What is Neuromuscular Dentistry and does it differ from common dentistry?
Traditional dentists concern themselves with only the hard tissues- teeth and joints. Neuromuscular goes beyond not only the hard tissues but also the soft tissues – muscles and nerve. It addresses the dynamic relationships related to the physiologic range of motion and body posture. This is based upon the ability to objectively measure muscle function and correlate it to a proper jaw posture and it’s movements in function.
When the harmony of the teeth, the facial muscles, and the temporomandibular joints no longer exists. Symptoms of what has identified as TMJ/TMD (Temporomandibular Joint Dysfunction) arise.
Some of the CLINCIAL TMJ SIGNS are:
- Headaches
- Sensitive and sore teeth
- Facial pain
- Neck and shoulder aches
- Ringing in the ears
- Jaw Pain
- Ear Congestion
- Clicking/popping in the joints
- Worn down teeth
- Clenching/bruxing
- Limited opening of the mouth
- Cervical/neck problems
- Loose teeth
- Tingling in the fingertips
- Forward head position
The focus
In our office Neuromuscular Dentistry emphasizes the need to establish and occlusion based upon:
- The optimal position and function of the temporomandibular joints and
- The optimal resting posture and function of the masticatory muscles.

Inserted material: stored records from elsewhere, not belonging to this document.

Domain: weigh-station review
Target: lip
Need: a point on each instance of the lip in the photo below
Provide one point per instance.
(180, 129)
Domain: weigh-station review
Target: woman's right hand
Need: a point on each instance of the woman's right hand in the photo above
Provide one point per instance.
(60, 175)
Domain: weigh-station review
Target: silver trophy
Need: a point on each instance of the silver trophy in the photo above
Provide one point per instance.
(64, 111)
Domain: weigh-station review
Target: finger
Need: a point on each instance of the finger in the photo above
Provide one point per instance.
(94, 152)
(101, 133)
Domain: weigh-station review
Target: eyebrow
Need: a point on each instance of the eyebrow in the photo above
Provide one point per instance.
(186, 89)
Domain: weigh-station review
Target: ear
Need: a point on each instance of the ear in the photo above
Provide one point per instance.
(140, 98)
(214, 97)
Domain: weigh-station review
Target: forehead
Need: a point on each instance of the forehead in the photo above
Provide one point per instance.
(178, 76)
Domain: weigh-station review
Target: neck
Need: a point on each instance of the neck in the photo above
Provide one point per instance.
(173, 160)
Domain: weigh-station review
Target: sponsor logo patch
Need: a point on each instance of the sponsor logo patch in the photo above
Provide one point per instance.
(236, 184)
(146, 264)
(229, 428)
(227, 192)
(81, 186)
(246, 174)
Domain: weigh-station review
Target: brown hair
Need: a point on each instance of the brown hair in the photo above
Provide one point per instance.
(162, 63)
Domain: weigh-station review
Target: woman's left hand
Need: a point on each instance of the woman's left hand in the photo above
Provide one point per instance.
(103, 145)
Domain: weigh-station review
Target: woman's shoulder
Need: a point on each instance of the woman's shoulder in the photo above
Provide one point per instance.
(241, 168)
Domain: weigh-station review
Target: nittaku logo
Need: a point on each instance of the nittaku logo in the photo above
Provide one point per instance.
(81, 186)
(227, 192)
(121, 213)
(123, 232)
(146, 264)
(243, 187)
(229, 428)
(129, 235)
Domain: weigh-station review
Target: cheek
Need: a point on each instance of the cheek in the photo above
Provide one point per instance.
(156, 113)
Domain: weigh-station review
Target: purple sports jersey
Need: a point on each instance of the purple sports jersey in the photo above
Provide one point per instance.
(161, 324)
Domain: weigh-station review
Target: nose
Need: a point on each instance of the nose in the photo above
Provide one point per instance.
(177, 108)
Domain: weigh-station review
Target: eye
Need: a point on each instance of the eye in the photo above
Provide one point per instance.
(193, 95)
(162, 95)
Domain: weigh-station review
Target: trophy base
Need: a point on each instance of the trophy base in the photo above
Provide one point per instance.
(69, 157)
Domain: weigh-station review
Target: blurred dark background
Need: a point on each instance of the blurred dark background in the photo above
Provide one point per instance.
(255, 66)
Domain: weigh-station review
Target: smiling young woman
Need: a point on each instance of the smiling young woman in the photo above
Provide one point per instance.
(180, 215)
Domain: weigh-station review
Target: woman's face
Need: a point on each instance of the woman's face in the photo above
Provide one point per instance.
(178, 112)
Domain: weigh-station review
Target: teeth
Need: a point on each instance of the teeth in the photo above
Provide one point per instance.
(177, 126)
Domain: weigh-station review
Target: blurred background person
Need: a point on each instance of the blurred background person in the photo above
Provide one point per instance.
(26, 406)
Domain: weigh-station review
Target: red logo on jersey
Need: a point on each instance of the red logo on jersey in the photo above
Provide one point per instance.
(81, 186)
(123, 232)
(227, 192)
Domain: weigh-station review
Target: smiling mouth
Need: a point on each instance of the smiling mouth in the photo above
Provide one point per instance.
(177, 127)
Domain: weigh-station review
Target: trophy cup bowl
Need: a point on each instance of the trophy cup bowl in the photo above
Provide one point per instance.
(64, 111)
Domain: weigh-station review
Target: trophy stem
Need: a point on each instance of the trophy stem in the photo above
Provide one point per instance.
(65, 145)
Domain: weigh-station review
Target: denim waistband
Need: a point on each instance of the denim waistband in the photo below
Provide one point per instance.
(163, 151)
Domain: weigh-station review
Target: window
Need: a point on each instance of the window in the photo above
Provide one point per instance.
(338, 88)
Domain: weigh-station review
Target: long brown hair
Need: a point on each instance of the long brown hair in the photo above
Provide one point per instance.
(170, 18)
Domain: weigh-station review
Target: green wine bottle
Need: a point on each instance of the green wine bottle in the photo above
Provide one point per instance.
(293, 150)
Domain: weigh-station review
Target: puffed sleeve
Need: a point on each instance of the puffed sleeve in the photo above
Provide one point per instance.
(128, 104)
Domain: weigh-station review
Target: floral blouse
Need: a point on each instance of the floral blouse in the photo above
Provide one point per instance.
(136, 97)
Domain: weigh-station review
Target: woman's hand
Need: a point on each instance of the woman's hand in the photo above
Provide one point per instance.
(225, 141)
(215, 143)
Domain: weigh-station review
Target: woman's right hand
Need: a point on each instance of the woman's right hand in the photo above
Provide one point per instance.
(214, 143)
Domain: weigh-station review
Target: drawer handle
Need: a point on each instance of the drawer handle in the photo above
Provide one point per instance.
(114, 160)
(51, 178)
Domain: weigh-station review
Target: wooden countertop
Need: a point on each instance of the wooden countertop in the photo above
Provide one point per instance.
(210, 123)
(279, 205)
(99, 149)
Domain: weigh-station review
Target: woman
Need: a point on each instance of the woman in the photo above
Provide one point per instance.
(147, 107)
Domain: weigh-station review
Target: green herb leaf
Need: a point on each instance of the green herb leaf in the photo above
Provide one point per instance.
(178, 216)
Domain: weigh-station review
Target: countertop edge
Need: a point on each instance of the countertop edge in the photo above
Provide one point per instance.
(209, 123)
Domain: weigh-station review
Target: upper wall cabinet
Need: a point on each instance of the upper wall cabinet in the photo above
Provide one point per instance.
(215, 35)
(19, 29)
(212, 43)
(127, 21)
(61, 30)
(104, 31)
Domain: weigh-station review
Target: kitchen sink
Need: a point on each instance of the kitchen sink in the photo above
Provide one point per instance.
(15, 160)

This approach differs greatly from the common dental approach that treats the teeth and assumes the teeth, active muscles, and the jaw joints will accommodate to the treated occlusion. Treating teeth by restorative procedures (crown, bridges, and fillings) or common orthodontics (straightening teeth) are often done without accurately determining a correct jaw posture and a proper vertical dimension.
A Neuromuscular Dentist can determine a proper resting jaw position that effects the facial head and neck muscles, the teeth as well as the joints. A physiologic resting position and body posture is often overlooked and not even considered as an important part of the whole dental system
Our success is in the philosophy of taking a neuromuscular approach in all facets of our dentistry including orthodontics, TMD/myo-facial pain problems, occlusal (biting) problems, and all areas of restorative and aesthetics treatments.
Computerized Diagnostics
In this day of technology and computerization, Dr. Harding and his team use state of the art technology to find a correct and accurate jaw posture substantiated by objective data of the muscles in function and rest. Computerized diagnostics make it possible to accurately find a physiologic position that meets the parameters of each individual patient.
Those patients that are seeking state of the art care and treatment, especially those that find themselves in the difficult to complex category (top 5-15%) should seriously consider this approach. Those patients that are tired of educated guesses, trial and error treatment protocols and having experienced splints that are not effective should stop and re-evaluate by what philosophy you would like your care and treatment.
Computerized jaw-tracking instrumentation: is used to record jaw movements, range of motion, path of closure, rest positions, habitual centric occlusion and determine freeway space.
Electromyography: is used to monitor the muscles in function.
Sonography: records jaw joint sounds and helps detect abnormalities.
Myo-monitor (low frequency TENS): is used to relax the hyperactive facial muscles.
Tomography: are special x-rays of the jaw joints to evaluate the jaw joint condition and position.
Finding your neuromuscular jaw position is paramount before a final restorative/orthodontic phase is started to prevent muscular imbalances that would lead to instability of the teeth, supporting bone and compromised posture.
A comprehensive analysis and evaluation is highly recommended to assist the doctor in accurately diagnosing and developing a treatment plan that can best meet your needs for long term optimal dental health and posture.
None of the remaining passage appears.